European public service broadcasters tap social media to bring news to younger audiences
News coverage by European public service broadcasters (PSBs) has grown dramatically over the last 25 years and attracted more viewers in total, but is failing to engage with people, especially women, in the 20 to 44 age group. However, broadcasters are working to reach this broad group through increased use of social media often delivered from integrated newsrooms. These findings were reported by the European Broadcast Union (EBU) at its sixth News Assembly in Portugal last week (Nov. 2) with publication of a 12-page executive summary of a report entitled: PSB TV News: Trends & Developments.
This study found that audiences as a whole were still becoming hungrier for up-to-date information, but that they were getting older, with the average European TV news watcher now being a 56-year-old, well-educated father of teenage children, living in an urban area.
Yet, total news coverage among PSBs has more than quadrupled since 1985, with round the clock news channels pioneered by CNN now commonplace alongside ever growing numbers of documentaries and factual programs. The study found that news programs attracted high viewing figures overall, increasing the urgency of reaching the 20 to 44 year old group, which includes many important decision makers and executives who should be engaged in current affairs.
However, the study highlighted growing efforts by PSBs to reach this target audience through social media and online channels, even if firm evidence of success has to yet to materialize. The survey found that 80 percent of PSBs were using their own websites to target younger audiences, and 80 percent were also using Facebook, 56 percent Twitter, 24 percent video sharing sites and 12 percent blogging sites. A fair proportion of PSBs were therefore addressing younger audiences via two or more non linear media.

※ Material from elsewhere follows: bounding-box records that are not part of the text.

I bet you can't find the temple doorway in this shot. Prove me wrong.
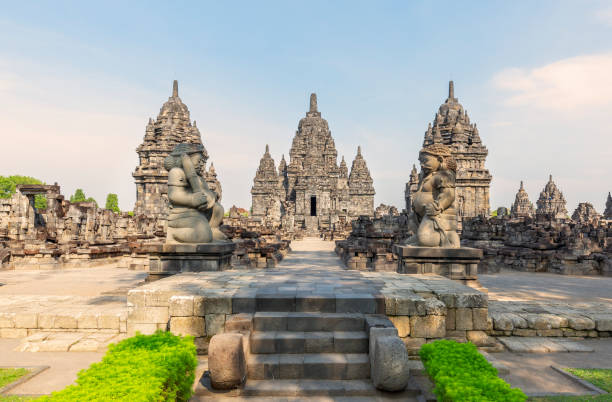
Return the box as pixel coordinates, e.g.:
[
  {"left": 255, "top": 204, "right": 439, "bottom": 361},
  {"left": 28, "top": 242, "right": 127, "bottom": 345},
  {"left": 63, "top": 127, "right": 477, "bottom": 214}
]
[{"left": 310, "top": 195, "right": 317, "bottom": 216}]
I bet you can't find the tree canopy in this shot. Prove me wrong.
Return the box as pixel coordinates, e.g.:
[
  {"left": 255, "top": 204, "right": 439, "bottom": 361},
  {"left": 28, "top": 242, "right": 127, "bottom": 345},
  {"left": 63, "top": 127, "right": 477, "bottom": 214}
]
[
  {"left": 0, "top": 175, "right": 47, "bottom": 209},
  {"left": 104, "top": 193, "right": 121, "bottom": 213}
]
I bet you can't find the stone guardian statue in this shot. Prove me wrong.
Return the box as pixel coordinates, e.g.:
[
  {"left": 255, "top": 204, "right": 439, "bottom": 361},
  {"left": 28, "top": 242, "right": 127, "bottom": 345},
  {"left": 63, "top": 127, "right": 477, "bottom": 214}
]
[
  {"left": 164, "top": 143, "right": 227, "bottom": 244},
  {"left": 403, "top": 144, "right": 460, "bottom": 248}
]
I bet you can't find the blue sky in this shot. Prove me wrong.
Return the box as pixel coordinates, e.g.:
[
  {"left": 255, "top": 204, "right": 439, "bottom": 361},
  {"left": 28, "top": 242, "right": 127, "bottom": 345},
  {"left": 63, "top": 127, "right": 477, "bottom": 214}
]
[{"left": 0, "top": 1, "right": 612, "bottom": 213}]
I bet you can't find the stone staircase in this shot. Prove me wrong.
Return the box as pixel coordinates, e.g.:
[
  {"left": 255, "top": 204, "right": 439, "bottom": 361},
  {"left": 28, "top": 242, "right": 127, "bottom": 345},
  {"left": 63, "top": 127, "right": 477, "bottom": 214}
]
[{"left": 192, "top": 312, "right": 420, "bottom": 401}]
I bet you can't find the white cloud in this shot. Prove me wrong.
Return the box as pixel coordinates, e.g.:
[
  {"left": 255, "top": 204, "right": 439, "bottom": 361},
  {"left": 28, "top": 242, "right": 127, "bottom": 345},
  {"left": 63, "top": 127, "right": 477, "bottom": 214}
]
[
  {"left": 493, "top": 53, "right": 612, "bottom": 112},
  {"left": 594, "top": 7, "right": 612, "bottom": 26}
]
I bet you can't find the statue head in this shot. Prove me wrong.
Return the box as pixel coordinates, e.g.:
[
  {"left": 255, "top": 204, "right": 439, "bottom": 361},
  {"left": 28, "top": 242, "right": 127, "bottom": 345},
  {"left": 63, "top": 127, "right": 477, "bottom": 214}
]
[
  {"left": 419, "top": 144, "right": 457, "bottom": 172},
  {"left": 164, "top": 142, "right": 208, "bottom": 172}
]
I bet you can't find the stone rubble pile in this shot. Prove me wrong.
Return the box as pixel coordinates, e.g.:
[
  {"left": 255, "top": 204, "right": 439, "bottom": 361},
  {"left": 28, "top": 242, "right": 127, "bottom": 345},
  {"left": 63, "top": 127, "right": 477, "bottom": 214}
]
[{"left": 0, "top": 185, "right": 157, "bottom": 269}]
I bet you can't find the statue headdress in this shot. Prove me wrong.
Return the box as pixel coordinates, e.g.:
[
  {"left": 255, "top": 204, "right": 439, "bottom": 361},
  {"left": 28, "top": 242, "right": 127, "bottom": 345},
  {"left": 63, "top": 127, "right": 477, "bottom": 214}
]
[{"left": 419, "top": 144, "right": 457, "bottom": 172}]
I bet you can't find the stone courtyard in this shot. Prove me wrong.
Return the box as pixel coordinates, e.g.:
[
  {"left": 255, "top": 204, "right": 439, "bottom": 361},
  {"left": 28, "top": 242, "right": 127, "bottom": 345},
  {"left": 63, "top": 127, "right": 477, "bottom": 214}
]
[{"left": 0, "top": 238, "right": 612, "bottom": 400}]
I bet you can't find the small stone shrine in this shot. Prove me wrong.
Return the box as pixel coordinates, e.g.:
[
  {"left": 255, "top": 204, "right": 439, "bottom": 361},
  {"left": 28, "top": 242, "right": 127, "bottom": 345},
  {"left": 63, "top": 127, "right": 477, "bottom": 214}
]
[
  {"left": 405, "top": 81, "right": 492, "bottom": 229},
  {"left": 251, "top": 94, "right": 375, "bottom": 235},
  {"left": 604, "top": 192, "right": 612, "bottom": 219},
  {"left": 132, "top": 80, "right": 221, "bottom": 237},
  {"left": 393, "top": 143, "right": 482, "bottom": 287},
  {"left": 536, "top": 175, "right": 568, "bottom": 219},
  {"left": 510, "top": 181, "right": 535, "bottom": 218}
]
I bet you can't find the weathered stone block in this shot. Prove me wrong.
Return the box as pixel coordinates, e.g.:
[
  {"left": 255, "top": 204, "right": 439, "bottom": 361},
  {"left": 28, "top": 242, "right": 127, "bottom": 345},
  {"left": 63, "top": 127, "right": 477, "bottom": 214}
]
[
  {"left": 402, "top": 337, "right": 425, "bottom": 356},
  {"left": 77, "top": 313, "right": 98, "bottom": 329},
  {"left": 225, "top": 313, "right": 253, "bottom": 332},
  {"left": 0, "top": 313, "right": 15, "bottom": 328},
  {"left": 410, "top": 315, "right": 446, "bottom": 338},
  {"left": 170, "top": 317, "right": 206, "bottom": 338},
  {"left": 208, "top": 333, "right": 246, "bottom": 389},
  {"left": 193, "top": 294, "right": 232, "bottom": 316},
  {"left": 466, "top": 331, "right": 496, "bottom": 347},
  {"left": 15, "top": 313, "right": 38, "bottom": 328},
  {"left": 446, "top": 308, "right": 456, "bottom": 332},
  {"left": 389, "top": 315, "right": 410, "bottom": 338},
  {"left": 0, "top": 328, "right": 28, "bottom": 338},
  {"left": 455, "top": 308, "right": 474, "bottom": 331},
  {"left": 169, "top": 296, "right": 194, "bottom": 317},
  {"left": 53, "top": 315, "right": 77, "bottom": 329},
  {"left": 567, "top": 315, "right": 595, "bottom": 331},
  {"left": 129, "top": 307, "right": 169, "bottom": 324},
  {"left": 512, "top": 328, "right": 537, "bottom": 336},
  {"left": 205, "top": 314, "right": 225, "bottom": 336},
  {"left": 472, "top": 308, "right": 489, "bottom": 331},
  {"left": 370, "top": 336, "right": 409, "bottom": 391}
]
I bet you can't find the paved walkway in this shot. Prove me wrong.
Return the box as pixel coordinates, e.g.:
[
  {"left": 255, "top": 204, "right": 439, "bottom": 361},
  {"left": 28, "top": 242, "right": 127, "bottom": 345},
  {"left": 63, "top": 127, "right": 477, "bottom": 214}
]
[
  {"left": 0, "top": 239, "right": 612, "bottom": 394},
  {"left": 478, "top": 270, "right": 612, "bottom": 305}
]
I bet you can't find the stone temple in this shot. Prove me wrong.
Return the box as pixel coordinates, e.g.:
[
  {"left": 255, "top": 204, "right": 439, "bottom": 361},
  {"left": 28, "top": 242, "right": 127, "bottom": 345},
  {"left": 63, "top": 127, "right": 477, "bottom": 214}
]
[
  {"left": 251, "top": 94, "right": 375, "bottom": 234},
  {"left": 510, "top": 181, "right": 535, "bottom": 218},
  {"left": 405, "top": 81, "right": 492, "bottom": 226},
  {"left": 536, "top": 175, "right": 568, "bottom": 219},
  {"left": 132, "top": 80, "right": 221, "bottom": 233}
]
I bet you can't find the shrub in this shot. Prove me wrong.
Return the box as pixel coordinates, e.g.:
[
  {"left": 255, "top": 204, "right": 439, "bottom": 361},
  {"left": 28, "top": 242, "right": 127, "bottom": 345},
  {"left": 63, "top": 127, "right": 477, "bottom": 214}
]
[
  {"left": 0, "top": 175, "right": 47, "bottom": 209},
  {"left": 104, "top": 193, "right": 121, "bottom": 213},
  {"left": 39, "top": 331, "right": 197, "bottom": 402},
  {"left": 419, "top": 340, "right": 527, "bottom": 402}
]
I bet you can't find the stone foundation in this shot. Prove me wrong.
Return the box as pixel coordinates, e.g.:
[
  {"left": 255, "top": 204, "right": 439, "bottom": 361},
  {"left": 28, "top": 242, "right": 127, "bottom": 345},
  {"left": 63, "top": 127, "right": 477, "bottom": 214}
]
[
  {"left": 127, "top": 269, "right": 489, "bottom": 354},
  {"left": 393, "top": 245, "right": 482, "bottom": 287},
  {"left": 148, "top": 242, "right": 236, "bottom": 280}
]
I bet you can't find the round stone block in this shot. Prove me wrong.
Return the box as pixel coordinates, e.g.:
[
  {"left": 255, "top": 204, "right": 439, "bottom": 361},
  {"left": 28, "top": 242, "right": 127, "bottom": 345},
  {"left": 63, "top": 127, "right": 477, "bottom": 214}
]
[
  {"left": 372, "top": 336, "right": 410, "bottom": 392},
  {"left": 208, "top": 333, "right": 246, "bottom": 389}
]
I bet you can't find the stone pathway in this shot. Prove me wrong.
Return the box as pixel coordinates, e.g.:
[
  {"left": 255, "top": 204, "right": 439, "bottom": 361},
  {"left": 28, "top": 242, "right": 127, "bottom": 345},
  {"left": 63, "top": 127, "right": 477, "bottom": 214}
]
[{"left": 0, "top": 267, "right": 146, "bottom": 342}]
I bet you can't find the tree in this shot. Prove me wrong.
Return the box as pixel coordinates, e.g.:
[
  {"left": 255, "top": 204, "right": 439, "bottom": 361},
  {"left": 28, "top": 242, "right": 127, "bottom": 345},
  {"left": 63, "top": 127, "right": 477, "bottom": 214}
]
[
  {"left": 0, "top": 175, "right": 47, "bottom": 209},
  {"left": 70, "top": 188, "right": 98, "bottom": 207},
  {"left": 104, "top": 193, "right": 121, "bottom": 213}
]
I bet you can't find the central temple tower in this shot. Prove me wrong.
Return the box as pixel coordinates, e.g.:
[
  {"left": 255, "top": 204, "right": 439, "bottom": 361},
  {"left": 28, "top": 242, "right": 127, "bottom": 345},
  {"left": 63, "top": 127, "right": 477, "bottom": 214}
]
[{"left": 251, "top": 93, "right": 375, "bottom": 232}]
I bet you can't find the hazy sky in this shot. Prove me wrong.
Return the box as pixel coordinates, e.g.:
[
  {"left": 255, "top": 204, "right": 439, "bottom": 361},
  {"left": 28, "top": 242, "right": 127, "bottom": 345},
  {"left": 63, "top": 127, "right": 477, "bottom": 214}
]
[{"left": 0, "top": 0, "right": 612, "bottom": 214}]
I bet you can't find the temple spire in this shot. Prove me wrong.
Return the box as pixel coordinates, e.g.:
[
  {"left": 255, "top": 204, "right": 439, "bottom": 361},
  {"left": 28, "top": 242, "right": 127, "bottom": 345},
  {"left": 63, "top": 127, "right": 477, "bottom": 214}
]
[{"left": 310, "top": 93, "right": 318, "bottom": 113}]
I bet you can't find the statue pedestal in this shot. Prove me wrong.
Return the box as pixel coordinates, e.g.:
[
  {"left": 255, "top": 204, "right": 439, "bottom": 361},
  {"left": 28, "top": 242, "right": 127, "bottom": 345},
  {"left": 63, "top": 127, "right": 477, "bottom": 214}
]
[
  {"left": 147, "top": 242, "right": 236, "bottom": 281},
  {"left": 393, "top": 245, "right": 482, "bottom": 288}
]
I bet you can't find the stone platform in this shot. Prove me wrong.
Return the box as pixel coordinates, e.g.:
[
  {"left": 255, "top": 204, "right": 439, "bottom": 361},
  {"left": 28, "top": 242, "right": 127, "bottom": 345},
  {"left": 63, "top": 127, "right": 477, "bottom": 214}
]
[
  {"left": 145, "top": 241, "right": 236, "bottom": 281},
  {"left": 393, "top": 245, "right": 482, "bottom": 287},
  {"left": 127, "top": 258, "right": 488, "bottom": 352}
]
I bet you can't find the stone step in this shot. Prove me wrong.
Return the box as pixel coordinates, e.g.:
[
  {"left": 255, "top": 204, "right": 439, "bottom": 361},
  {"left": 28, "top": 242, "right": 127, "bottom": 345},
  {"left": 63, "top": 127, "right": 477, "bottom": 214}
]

The survey reported that 70 percent of the respondents make more than half of their TV news broadcasts available through at least one non-linear distribution channels, although this was most often via their own website. PSB news organizations were also making content available via catch-up and connected TV services, as well as on mobile platforms. Respectively, 84 percent and 69 percent of respondents to the EBU survey made news bulletins available via live-streaming and catch-up TV.
This growth in non-linear outlets for news is reflected in a trend towards setting internal guidelines for social media, in order to maintain brand identify and reporting standards. The EBU suggested that as in the case of the BBC’s official Twitter guidelines, these rules are generally based on “common sense and professional, journalistic standards, and ‘mindfulness’.”

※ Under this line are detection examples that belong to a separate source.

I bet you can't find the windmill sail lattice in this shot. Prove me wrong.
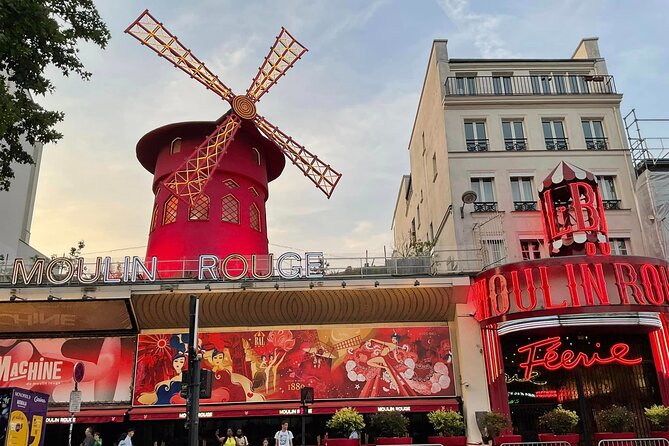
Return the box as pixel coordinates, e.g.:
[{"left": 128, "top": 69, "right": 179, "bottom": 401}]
[{"left": 126, "top": 10, "right": 341, "bottom": 204}]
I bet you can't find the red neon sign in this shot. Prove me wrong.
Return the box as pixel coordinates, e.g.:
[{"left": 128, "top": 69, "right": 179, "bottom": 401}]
[{"left": 518, "top": 337, "right": 642, "bottom": 380}]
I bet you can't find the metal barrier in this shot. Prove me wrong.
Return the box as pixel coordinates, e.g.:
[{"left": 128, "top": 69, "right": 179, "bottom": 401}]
[{"left": 597, "top": 438, "right": 669, "bottom": 446}]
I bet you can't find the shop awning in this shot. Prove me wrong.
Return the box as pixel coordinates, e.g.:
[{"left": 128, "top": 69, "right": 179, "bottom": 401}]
[
  {"left": 130, "top": 398, "right": 458, "bottom": 421},
  {"left": 46, "top": 406, "right": 130, "bottom": 424}
]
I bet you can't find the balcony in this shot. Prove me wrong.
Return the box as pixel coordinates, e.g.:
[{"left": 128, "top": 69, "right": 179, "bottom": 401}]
[
  {"left": 602, "top": 200, "right": 622, "bottom": 211},
  {"left": 504, "top": 138, "right": 527, "bottom": 152},
  {"left": 474, "top": 201, "right": 497, "bottom": 212},
  {"left": 466, "top": 139, "right": 488, "bottom": 152},
  {"left": 446, "top": 75, "right": 616, "bottom": 96},
  {"left": 544, "top": 138, "right": 569, "bottom": 150},
  {"left": 513, "top": 201, "right": 537, "bottom": 212},
  {"left": 585, "top": 138, "right": 609, "bottom": 150}
]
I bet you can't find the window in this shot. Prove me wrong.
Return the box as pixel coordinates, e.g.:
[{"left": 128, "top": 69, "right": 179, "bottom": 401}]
[
  {"left": 471, "top": 178, "right": 497, "bottom": 212},
  {"left": 609, "top": 238, "right": 629, "bottom": 256},
  {"left": 170, "top": 138, "right": 181, "bottom": 155},
  {"left": 455, "top": 73, "right": 476, "bottom": 95},
  {"left": 249, "top": 203, "right": 262, "bottom": 232},
  {"left": 465, "top": 121, "right": 488, "bottom": 152},
  {"left": 511, "top": 177, "right": 537, "bottom": 211},
  {"left": 149, "top": 203, "right": 158, "bottom": 232},
  {"left": 221, "top": 194, "right": 239, "bottom": 225},
  {"left": 541, "top": 119, "right": 568, "bottom": 150},
  {"left": 502, "top": 121, "right": 527, "bottom": 151},
  {"left": 520, "top": 240, "right": 541, "bottom": 260},
  {"left": 163, "top": 195, "right": 179, "bottom": 225},
  {"left": 188, "top": 194, "right": 209, "bottom": 221},
  {"left": 492, "top": 74, "right": 513, "bottom": 94},
  {"left": 597, "top": 175, "right": 620, "bottom": 211},
  {"left": 581, "top": 120, "right": 608, "bottom": 150}
]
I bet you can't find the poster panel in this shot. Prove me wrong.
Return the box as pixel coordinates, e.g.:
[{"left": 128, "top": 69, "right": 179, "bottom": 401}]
[
  {"left": 0, "top": 337, "right": 136, "bottom": 403},
  {"left": 133, "top": 327, "right": 455, "bottom": 406}
]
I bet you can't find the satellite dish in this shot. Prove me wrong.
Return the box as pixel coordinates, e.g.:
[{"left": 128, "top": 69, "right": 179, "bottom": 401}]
[{"left": 462, "top": 190, "right": 478, "bottom": 204}]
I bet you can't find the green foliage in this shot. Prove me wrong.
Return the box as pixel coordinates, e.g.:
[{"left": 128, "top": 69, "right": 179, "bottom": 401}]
[
  {"left": 325, "top": 407, "right": 365, "bottom": 438},
  {"left": 595, "top": 404, "right": 634, "bottom": 432},
  {"left": 644, "top": 404, "right": 669, "bottom": 431},
  {"left": 427, "top": 410, "right": 465, "bottom": 437},
  {"left": 0, "top": 0, "right": 110, "bottom": 190},
  {"left": 539, "top": 405, "right": 578, "bottom": 435},
  {"left": 483, "top": 412, "right": 511, "bottom": 437},
  {"left": 370, "top": 412, "right": 409, "bottom": 437}
]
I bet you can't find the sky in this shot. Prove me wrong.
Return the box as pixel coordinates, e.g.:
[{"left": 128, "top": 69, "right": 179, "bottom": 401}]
[{"left": 30, "top": 0, "right": 669, "bottom": 258}]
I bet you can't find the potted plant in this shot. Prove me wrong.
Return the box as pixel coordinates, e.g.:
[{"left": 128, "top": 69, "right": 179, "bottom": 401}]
[
  {"left": 482, "top": 411, "right": 522, "bottom": 444},
  {"left": 323, "top": 407, "right": 365, "bottom": 446},
  {"left": 539, "top": 405, "right": 580, "bottom": 446},
  {"left": 644, "top": 404, "right": 669, "bottom": 440},
  {"left": 427, "top": 410, "right": 467, "bottom": 446},
  {"left": 595, "top": 404, "right": 636, "bottom": 443},
  {"left": 370, "top": 412, "right": 413, "bottom": 444}
]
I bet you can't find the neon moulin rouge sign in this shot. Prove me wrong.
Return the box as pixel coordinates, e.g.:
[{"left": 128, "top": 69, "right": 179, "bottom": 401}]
[
  {"left": 518, "top": 337, "right": 642, "bottom": 380},
  {"left": 11, "top": 252, "right": 325, "bottom": 285}
]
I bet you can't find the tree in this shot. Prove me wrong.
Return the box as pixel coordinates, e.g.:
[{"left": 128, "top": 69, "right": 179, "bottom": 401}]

The survey found that over a third of PSBs had set up a dedicated news channel sometime between 1986 and 2006. These channels tend to attract a younger audience than traditional bulletins within general channels, but still male dominated.
In terms of coverage, 87 percent of the PSB 24-hour news channels focus on national news coverage. The most popular second choice was “International news” (62 percent), and the third choice “Business news” (62 percent). Fourth and fifth choices were “soft stories,” weather and sports news.